Focus: Germany demands cancellation of benefits for Ukrainians

Olaf Scholz’s government is happy with its migration policy, but Reichard Sager, who heads the association of German municipalities, is convinced that Germany’s integration possibilities have been exhausted. The primary problem is Ukrainian refugees: they should be treated like other newcomers, he believes. It is necessary to abolish the general civil allowance for them, which refugees from other countries do not receive, and to find out why they come to Germany in the first place.

Focus: Germany demands cancellation of benefits for Ukrainians

Berlin’s migration policy is again under fire from critics. Reichard Sager, head of the Association of German Neighbourhoods, believes that all the promises of Olaf Scholz’s cabinet to “deport on a large scale” are just a “dysfunctional sedative”.

“If the number of refugees is not reduced quickly and significantly over the long term, the problems will only get worse and there will be consequences,” Sager is quoted by Focus as saying. And they will manifest themselves “also in the growing popularity of the AdG.” Sager points out that refugees are not truly integrated into German society. It doesn’t matter whether it’s those who arrived 8-9 years ago or refugees from Ukraine.

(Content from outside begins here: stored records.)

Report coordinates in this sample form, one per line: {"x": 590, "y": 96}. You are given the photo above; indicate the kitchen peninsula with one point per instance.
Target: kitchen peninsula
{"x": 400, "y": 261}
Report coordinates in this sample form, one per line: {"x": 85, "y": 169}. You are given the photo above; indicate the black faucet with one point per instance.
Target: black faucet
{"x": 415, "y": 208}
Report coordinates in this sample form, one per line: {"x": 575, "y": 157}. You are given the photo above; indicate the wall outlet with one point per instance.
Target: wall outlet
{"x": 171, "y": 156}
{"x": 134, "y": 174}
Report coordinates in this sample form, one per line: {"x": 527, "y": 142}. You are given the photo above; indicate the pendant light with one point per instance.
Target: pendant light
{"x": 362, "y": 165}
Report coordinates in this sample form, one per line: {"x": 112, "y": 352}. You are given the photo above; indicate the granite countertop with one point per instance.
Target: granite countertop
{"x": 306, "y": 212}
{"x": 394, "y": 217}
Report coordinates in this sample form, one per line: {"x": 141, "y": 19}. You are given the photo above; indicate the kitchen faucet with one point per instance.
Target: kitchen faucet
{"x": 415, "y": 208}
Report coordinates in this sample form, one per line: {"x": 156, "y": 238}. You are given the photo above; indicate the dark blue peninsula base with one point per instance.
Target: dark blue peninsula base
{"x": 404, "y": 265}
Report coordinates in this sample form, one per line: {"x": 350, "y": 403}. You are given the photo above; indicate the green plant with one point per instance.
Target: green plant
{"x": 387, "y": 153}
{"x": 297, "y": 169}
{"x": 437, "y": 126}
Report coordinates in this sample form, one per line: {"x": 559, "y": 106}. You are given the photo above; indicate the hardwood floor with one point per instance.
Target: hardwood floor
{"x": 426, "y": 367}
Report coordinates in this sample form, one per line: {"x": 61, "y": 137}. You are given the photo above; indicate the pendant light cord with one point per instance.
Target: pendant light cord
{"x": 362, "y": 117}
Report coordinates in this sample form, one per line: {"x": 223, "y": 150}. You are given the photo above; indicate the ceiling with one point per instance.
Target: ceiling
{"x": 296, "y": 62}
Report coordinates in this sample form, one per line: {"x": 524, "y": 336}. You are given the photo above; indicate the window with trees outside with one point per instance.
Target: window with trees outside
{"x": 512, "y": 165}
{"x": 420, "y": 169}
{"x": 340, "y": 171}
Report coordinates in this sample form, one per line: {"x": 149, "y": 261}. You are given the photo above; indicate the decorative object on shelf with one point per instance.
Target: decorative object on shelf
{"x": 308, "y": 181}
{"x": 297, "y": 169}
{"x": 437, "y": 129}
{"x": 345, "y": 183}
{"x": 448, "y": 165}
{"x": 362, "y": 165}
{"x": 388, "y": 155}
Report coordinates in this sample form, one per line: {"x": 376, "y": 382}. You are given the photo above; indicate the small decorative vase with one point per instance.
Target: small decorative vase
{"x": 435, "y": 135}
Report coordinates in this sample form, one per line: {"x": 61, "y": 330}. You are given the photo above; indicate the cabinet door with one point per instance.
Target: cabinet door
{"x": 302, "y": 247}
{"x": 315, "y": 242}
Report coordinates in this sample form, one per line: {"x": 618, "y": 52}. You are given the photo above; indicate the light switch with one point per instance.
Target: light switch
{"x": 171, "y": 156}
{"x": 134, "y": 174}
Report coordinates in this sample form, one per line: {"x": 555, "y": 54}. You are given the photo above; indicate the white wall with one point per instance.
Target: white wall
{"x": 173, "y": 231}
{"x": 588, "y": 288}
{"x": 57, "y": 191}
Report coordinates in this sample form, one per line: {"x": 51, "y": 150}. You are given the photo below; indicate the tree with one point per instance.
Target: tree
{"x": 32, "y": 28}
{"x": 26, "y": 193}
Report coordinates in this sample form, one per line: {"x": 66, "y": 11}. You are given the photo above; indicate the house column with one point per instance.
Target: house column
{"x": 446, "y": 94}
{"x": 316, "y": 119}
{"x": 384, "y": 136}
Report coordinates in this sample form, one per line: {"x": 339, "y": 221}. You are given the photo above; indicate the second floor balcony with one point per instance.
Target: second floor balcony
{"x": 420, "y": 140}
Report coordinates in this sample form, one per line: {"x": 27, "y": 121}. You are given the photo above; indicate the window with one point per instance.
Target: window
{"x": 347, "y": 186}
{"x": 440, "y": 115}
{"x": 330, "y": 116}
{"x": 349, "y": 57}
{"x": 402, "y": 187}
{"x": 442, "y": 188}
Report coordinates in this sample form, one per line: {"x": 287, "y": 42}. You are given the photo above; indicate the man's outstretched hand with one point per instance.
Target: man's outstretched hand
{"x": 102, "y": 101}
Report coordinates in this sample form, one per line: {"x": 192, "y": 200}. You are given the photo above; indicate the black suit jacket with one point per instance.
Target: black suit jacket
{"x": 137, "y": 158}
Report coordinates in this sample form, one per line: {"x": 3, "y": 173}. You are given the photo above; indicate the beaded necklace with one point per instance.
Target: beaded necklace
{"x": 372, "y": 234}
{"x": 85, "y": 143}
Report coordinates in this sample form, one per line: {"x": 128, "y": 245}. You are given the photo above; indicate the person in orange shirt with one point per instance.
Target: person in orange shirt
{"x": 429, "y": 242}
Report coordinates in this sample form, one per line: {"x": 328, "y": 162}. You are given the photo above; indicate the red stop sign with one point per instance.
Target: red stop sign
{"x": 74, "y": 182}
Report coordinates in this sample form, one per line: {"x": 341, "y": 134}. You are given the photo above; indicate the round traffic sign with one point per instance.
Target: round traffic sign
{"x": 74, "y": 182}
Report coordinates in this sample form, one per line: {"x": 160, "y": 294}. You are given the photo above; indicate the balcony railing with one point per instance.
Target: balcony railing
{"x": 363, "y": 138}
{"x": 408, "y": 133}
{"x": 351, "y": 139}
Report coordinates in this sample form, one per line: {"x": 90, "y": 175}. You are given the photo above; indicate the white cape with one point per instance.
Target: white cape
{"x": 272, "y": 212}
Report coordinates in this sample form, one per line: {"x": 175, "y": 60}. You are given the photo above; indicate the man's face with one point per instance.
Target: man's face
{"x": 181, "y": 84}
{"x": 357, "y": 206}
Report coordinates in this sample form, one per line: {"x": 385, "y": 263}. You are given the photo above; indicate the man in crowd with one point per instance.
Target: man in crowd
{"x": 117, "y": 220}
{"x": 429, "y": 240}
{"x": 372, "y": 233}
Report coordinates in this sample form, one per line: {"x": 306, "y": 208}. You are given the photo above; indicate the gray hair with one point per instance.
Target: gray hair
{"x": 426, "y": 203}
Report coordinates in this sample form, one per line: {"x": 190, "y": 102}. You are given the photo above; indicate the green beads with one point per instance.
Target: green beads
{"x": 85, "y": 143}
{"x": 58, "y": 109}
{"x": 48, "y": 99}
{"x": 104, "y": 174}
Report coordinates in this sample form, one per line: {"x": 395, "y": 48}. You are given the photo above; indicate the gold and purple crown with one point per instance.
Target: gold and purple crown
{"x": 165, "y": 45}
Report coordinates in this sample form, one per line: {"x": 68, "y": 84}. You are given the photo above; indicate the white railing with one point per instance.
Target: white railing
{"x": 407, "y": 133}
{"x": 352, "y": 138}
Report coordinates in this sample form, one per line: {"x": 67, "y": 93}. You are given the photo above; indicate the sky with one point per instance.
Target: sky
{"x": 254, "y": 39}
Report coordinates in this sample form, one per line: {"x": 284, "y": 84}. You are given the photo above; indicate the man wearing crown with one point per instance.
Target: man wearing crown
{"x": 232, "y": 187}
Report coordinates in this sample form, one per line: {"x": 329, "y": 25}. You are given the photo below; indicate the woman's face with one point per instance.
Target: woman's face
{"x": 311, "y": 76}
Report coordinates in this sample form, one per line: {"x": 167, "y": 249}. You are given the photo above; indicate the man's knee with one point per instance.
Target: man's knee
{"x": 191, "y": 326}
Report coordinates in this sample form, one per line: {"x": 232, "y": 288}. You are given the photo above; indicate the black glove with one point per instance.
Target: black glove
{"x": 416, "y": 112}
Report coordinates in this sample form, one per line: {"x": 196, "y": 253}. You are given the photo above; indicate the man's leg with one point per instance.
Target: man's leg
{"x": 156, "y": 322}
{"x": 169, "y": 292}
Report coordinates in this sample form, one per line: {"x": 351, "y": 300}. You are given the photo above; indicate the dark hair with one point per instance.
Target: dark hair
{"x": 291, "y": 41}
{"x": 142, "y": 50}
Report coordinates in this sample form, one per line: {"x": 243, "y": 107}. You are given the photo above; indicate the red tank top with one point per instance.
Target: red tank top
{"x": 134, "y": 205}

“The counties are insistent that new arrivals from Ukraine are no longer automatically paid civil benefits,” Sager explains the main demand to Berlin. In his opinion, it is necessary to “treat them as asylum seekers from other countries.”

According to Sager, the question of why so many people from Ukraine come to Germany is also justified. In the federal state of Baden-Württemberg alone there are “twice as many Ukrainian refugees as in the whole of France.”

Reichard Sager is “stunned” that Berlin is “clapping each other on the shoulder” instead of recognising the problem. “Many districts and municipalities are still overwhelmed by regular and illegal migration,” and what the ruling coalition passes off as a decrease in the migratory flow is justified by the time of year: “The numbers are always down in winter,” he explains.

“The integration of all these people is no longer possible,” says Zager; what is needed is a political debate about an “upper limit for refugees”, for which, “if necessary, a more politically correct name can be found.”